Mike’s closing words say it well:

The LUS fiber project is an investment in the future of this community that will better enable businesses here to compete in a global and knowledge-driven economy. The opposition’s actual message is that Lafayette should lower its expectations to whatever the incumbents will offer us. Where would Lafayette be today if previous generations of leaders had adopted this slacker attitude?

“Dallas Rep. Proposes National Muni Ban”

From a post at Save Muni Wireless:

U.S. Representative Pete Sessions of Dallas has just introduced federal legislation to outlaw muni networks nationally. HR 2726 (the ludicrously misnamed “Preserving Innovation in Telecom Act of 2005”) would give the phone company veto power over any municipal projects they don’t like.

That’s not the way I read the bill; I think it would simply prohibit any municipal competition; the company (phone or cable or wireless or any telecom “service”) wouldn’t need to get involved even to the extent of vetoing a project-merely existing and selling “similar” services would protect it from competition.
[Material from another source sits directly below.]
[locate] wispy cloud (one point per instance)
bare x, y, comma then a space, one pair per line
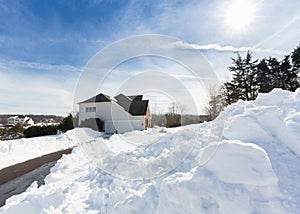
42, 66
229, 48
It’s worth noticing that this bill is suggested at a moment the role of the federal government in suppressing competition is at a modern high. The FCC is allowing the phone companies to reclaim monopoly control of their lines and administrative and judicial resistance to competition-sapping mergers is at an all-time low. Of course the Feds have long forbidden the states to regulate cable companies on the grounds that it should be a federal matter–and then turn around and decline to regulate cable themselves.

The feds have even less reason to interfere with municipal decision making than does our state (don’t forget the anti-Lafayette Broome bill). This is certainly a decision that really shouldn’t be made in Washington. What, aside from campaign donations, justifies Washington substituting their judgment for ours? (Preserving innovation? BellSouth? Cox? Surely you jest. No, this is a preserving monopoly bill.)